I grew up learning that getting eight or more hours of sleep was the only pathway to success. Getting less than the doctor-recommended amount of shuteye would apparently lead to an overall lesser amount of productivity, emotional mood swings and an inclination to consume a million unnecessary calories.
Nevertheless, when I was younger, I hated to sleep. It didn’t upset me that sleeping would inevitably cause me to miss out on other activities; I just vehemently despised sleeping for the very sake of despising it.
In elementary school, my parents -- extremely unreasonable, obviously -- forced me to my bed by 8 p.m., and if the gods had presented me with their favor that night, 8:30pm.
I remember angrily dragging my body to bed and using my very solid, 8-year-old logic in a fruitless attempt to convince my parents to let me stay up to whatever hour I desired. I even abhorred my second grade teacher for scheduling daily naps into our schooldays and always scoffed at the classmate who received a piece of candy for winning “Best Napper.”
However, a little more than a decade later I am very proud to say that I now value sleep to a degree that even my second grade teacher would probably believe a little unnecessary.
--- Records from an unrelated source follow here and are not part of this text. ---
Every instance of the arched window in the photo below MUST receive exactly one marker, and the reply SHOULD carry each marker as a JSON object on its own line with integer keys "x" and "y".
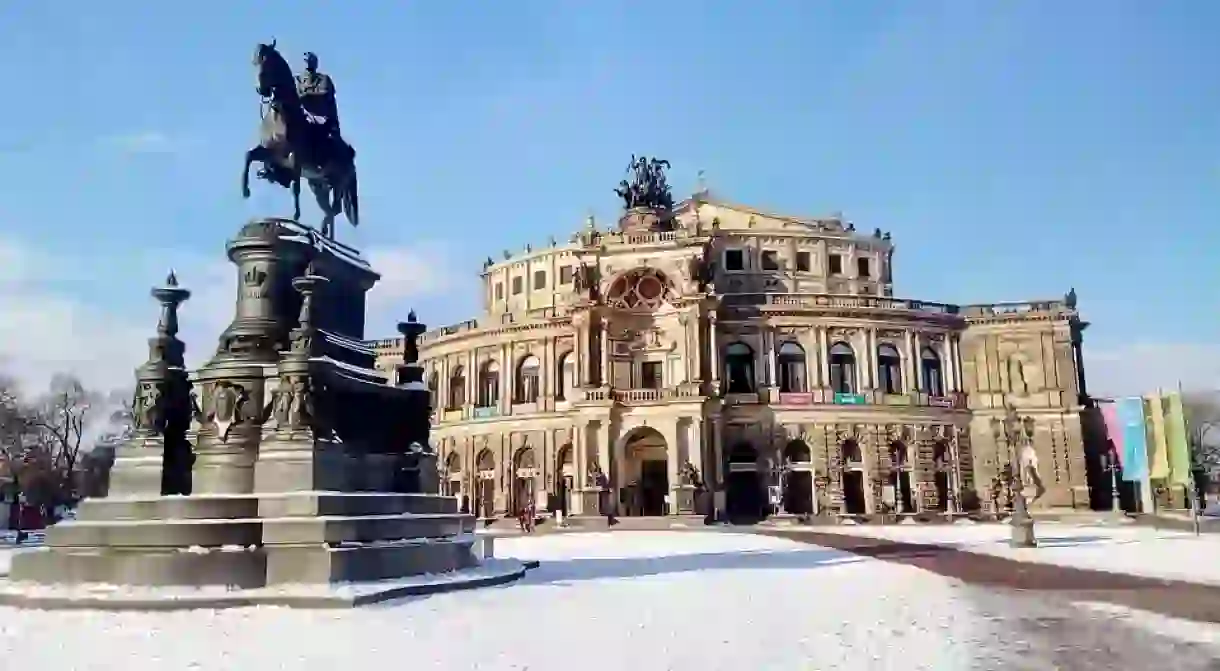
{"x": 565, "y": 378}
{"x": 898, "y": 454}
{"x": 458, "y": 388}
{"x": 797, "y": 452}
{"x": 889, "y": 369}
{"x": 849, "y": 452}
{"x": 930, "y": 366}
{"x": 526, "y": 386}
{"x": 941, "y": 454}
{"x": 489, "y": 384}
{"x": 842, "y": 369}
{"x": 739, "y": 369}
{"x": 792, "y": 367}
At times, I tell my friends that looking forward to sleeping or taking a nap is the best part of my life. Most react to this statement by laughing out of bemusement and assuming this is just another lame attempt at trying out future Saturday Night Live punchlines. Never do they realize just how serious I am.
A perfect example of how far my true love extends is this past spring break. Instead of attending foam parties in Fort Lauderdale, I very happily fell asleep by 9:30 p.m. two nights in a row and even spent 14 consecutive hours deep in REM land on one of the days. I also consistently annoyed my parents to no end whenever I spontaneously drifted off in the passenger car seat beside them.
My appreciation for sleeping even extends so far that I don’t even need a bed to get a few moments of quality slumber. My frequent bouts of falling asleep on the floor of my sister’s bedroom undoubtedly proved this.
Perhaps I sound like a delusional 19-year-old who has misplaced her priorities. However, as a severely sleep-deprived and hilariously over-committed college student who usually manages to sleep a maximum of five hours on most nights, I longingly reminisce about my younger days.
If only I had the luxury to choose between sleeping and staying up. Maybe I’d even do my second grade teacher proud and finally earn that piece of candy.